Saturday, 28 March 2015

Ed Miliband is peddling a lie about his volte-face on Syria

Labour leader Ed Miliband during the Battle for Number 10 Debate with Jeremy Paxman

" “Let me tell you - right - let me tell you”, he explained in response to Paxman’s accusation he wouldn’t stand up to Vladimir Putin. “In the summer of 2013 this government proposed action in Syria. The bombing of Syria, right? I was called into a room by David Cameron and Nick Clegg, because president Obama had been on the phone - the leader of the free world, right? I listened to what they said, and over those days I made up my mind, and we said no, right? I think standing up to the leader of the free world shows a certain toughness I would say.”

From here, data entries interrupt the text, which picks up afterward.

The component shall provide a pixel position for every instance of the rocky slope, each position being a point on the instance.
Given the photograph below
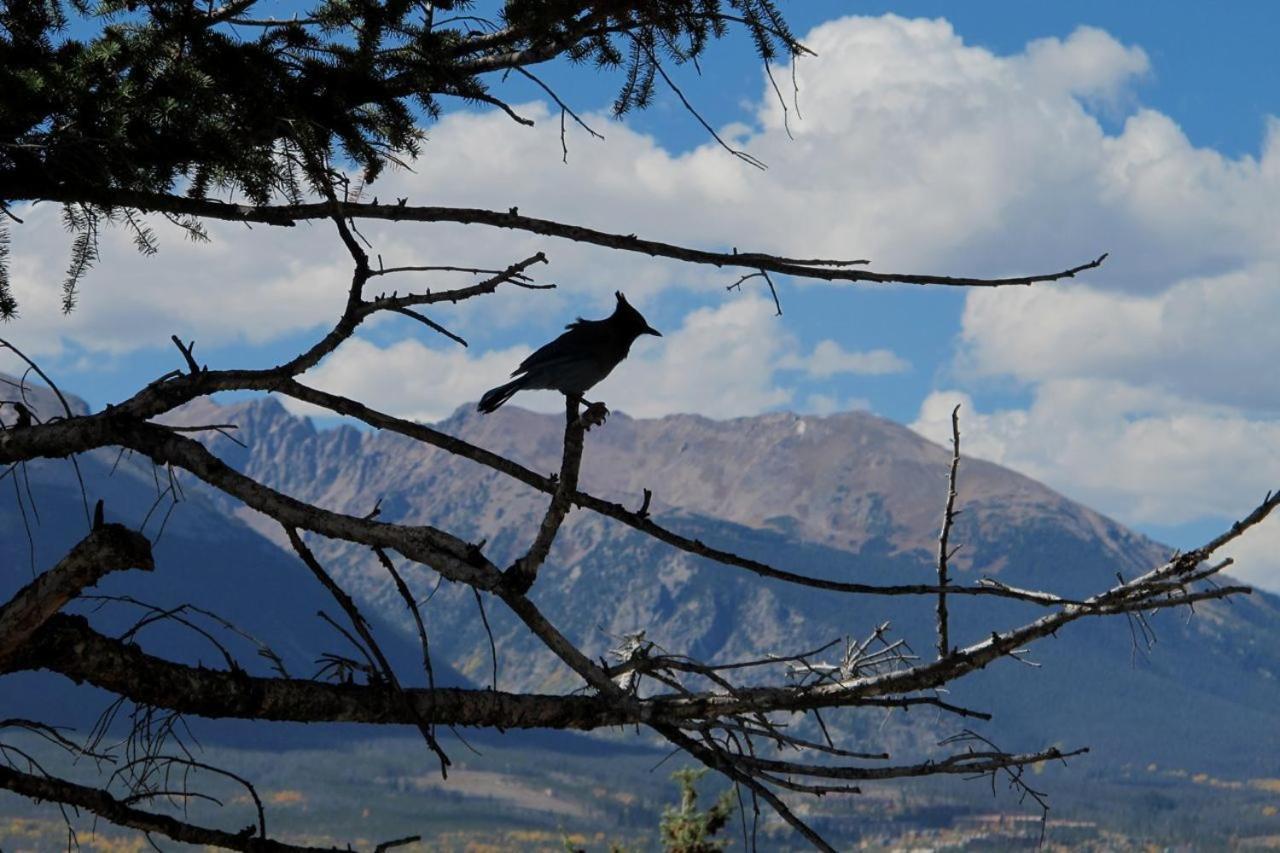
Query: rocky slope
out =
(846, 496)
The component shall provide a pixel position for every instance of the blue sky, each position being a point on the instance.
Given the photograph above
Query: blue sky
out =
(974, 138)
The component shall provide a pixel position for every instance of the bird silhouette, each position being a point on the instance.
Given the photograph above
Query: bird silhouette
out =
(576, 360)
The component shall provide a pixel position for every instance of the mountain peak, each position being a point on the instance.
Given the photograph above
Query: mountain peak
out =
(40, 398)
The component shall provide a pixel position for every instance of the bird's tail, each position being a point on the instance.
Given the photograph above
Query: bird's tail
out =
(494, 397)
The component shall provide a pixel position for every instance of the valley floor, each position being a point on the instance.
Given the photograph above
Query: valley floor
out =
(512, 798)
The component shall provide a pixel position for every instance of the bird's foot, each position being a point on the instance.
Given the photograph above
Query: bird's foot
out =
(594, 415)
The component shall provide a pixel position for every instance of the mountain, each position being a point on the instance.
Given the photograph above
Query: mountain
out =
(848, 496)
(204, 557)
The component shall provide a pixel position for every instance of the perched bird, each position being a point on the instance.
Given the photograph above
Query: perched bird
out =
(576, 360)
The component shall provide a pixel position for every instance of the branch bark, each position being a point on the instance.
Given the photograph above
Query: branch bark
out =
(112, 547)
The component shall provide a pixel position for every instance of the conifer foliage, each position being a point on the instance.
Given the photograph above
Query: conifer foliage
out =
(108, 104)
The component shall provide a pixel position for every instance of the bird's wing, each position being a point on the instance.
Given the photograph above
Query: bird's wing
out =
(583, 340)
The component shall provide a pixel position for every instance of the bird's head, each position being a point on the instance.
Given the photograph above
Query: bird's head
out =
(631, 319)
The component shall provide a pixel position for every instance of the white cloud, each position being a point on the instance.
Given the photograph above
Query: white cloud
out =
(722, 361)
(1151, 378)
(830, 359)
(1139, 455)
(408, 378)
(1088, 63)
(1203, 338)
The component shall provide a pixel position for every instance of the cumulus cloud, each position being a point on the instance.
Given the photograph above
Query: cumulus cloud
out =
(915, 149)
(830, 359)
(1137, 454)
(1150, 383)
(722, 361)
(408, 378)
(1203, 338)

It was a lie. A total, and utter misrepresentation of what Ed Miliband did, and did not do, over the Syria vote. He knows it’s a lie, the shadow cabinet know it’s a lie, Labour MPs know it’s a lie.
This is the truth about what Ed Miliband did over Syria. He did indeed walk into “a room” to meet David Cameron – it was the Prime Minister’s study in Downing Street. He told David Cameron that he would be prepared to support military action in Syria. He said that the Labour party would need some persuading over the issue, and because of that he would need to win some concessions that he could present to his MPs.
Over the following days the nature of these concessions changed. First Miliband told Cameron he would need to publish legal advice showing military action was legitimate. Cameron agreed. Then Miliband told Cameron he would need to publish the intelligence showing the Assad regime had used chemical weapons. Cameron agreed. Then he said Cameron would need to demonstrate military action had UN approval. Again Cameron agreed, and confirmed he would be submitting a motion to the P5 to that effect. Then Ed Miliband said a vote would have to await the formal publication of the UN weapons inspectors reports into the attacks. Cameron agreed. Finally, Miliband said there would have to be not one but two Commons votes before action could be authorised. And again, the Prime Minister agreed.
Maybe it doesn’t matter any more. The dead of Syria can’t be brought back. The opportunity to draw red lines against Assad’s use of chemical weapons has gone for good. And Ed Miliband has an election to win. Those depending on food banks, or worried about the NHS, or worried about the cost of living crisis won’t mind a bit of historical revisionism. Nor will Labour MP and activists buoyed by their leader’s combative performance.
But the fact still remains. When asked to present his strongest case for being entrusted with the highest office in the land, Ed Miliband chose to build it upon a lie."